Hybrid Quantum Recurrent Neural Network For Remaining Useful Life Prediction
This work addresses predictive maintenance for aerospace engineers by proposing a hybrid quantum-classical approach, though it is incremental as it builds on existing quantum and classical neural network techniques.
The paper tackles remaining useful life prediction for jet engines in aerospace predictive maintenance by introducing a Hybrid Quantum Recurrent Neural Network that combines Quantum Long Short-Term Memory layers with classical dense layers, achieving up to a 5% improvement in mean root mean squared error and mean absolute error over a stacked Long Short-Term Memory Recurrent Neural Network and surpassing Random Forest, Convolutional Neural Network, and Multilayer Perceptron baselines by approximately 13.68%, 16.21%, and 7.87%, respectively, with a Root Mean Squared Error of 15.46.

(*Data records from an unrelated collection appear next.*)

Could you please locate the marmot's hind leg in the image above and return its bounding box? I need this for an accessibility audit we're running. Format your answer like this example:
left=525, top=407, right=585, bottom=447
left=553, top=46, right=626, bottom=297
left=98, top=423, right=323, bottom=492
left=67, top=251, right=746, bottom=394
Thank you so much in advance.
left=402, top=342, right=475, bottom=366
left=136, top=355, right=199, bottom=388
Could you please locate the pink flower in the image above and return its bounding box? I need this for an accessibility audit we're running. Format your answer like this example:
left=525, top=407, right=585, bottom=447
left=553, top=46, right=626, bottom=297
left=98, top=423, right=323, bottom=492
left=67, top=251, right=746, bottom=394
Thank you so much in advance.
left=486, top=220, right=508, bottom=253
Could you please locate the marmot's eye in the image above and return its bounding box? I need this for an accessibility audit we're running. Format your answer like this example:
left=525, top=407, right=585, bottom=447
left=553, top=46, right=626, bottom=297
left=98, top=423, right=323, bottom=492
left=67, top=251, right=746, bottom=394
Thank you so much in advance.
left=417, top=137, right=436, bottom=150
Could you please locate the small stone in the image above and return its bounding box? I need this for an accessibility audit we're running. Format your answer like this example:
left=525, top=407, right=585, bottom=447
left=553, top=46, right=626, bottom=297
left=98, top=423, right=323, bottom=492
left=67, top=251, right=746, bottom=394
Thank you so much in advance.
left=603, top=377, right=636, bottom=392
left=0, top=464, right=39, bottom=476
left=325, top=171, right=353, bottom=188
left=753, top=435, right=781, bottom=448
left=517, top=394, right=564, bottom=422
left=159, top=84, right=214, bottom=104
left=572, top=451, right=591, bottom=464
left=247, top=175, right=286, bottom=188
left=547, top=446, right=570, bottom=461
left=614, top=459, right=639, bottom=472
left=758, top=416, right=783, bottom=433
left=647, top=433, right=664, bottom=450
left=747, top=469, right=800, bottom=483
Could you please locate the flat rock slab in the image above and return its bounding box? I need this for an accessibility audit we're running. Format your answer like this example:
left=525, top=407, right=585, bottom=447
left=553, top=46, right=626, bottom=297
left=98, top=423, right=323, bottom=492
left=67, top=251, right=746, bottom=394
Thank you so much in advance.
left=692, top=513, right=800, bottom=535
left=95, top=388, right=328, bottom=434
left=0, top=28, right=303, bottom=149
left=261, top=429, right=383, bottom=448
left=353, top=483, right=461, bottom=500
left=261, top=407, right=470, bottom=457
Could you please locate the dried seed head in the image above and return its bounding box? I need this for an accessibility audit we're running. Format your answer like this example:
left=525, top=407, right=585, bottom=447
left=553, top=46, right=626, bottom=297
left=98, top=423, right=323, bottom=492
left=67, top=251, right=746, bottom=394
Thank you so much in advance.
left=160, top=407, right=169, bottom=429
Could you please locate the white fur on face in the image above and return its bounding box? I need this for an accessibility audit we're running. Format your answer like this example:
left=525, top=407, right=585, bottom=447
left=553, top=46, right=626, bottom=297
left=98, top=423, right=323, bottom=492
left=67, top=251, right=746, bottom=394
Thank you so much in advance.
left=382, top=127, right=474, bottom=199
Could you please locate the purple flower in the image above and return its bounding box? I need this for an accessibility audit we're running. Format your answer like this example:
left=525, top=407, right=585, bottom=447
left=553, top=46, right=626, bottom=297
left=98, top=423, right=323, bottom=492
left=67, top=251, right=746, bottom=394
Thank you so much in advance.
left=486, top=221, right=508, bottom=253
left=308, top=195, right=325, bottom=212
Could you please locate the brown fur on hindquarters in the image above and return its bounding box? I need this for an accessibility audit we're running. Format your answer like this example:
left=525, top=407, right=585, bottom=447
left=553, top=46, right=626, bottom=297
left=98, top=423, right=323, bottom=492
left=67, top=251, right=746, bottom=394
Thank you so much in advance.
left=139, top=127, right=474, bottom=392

Predictive maintenance in aerospace heavily relies on accurate estimation of the remaining useful life of jet engines. In this paper, we introduce a Hybrid Quantum Recurrent Neural Network framework, combining Quantum Long Short-Term Memory layers with classical dense layers for Remaining Useful Life forecasting on NASA's Commercial Modular Aero-Propulsion System Simulation dataset. Each Quantum Long Short-Term Memory gate replaces conventional linear transformations with Quantum Depth-Infused circuits, allowing the network to learn high-frequency components more effectively. Experimental results demonstrate that, despite having fewer trainable parameters, the Hybrid Quantum Recurrent Neural Network achieves up to a 5% improvement over a Recurrent Neural Network based on stacked Long Short-Term Memory layers in terms of mean root mean squared error and mean absolute error. Moreover, a thorough comparison of our method with established techniques, including Random Forest, Convolutional Neural Network, and Multilayer Perceptron, demonstrates that our approach, which achieves a Root Mean Squared Error of 15.46, surpasses these baselines by approximately 13.68%, 16.21%, and 7.87%, respectively. Nevertheless, it remains outperformed by certain advanced joint architectures. Our findings highlight the potential of hybrid quantum-classical approaches for robust time-series forecasting under limited data conditions, offering new avenues for enhancing reliability in predictive maintenance tasks.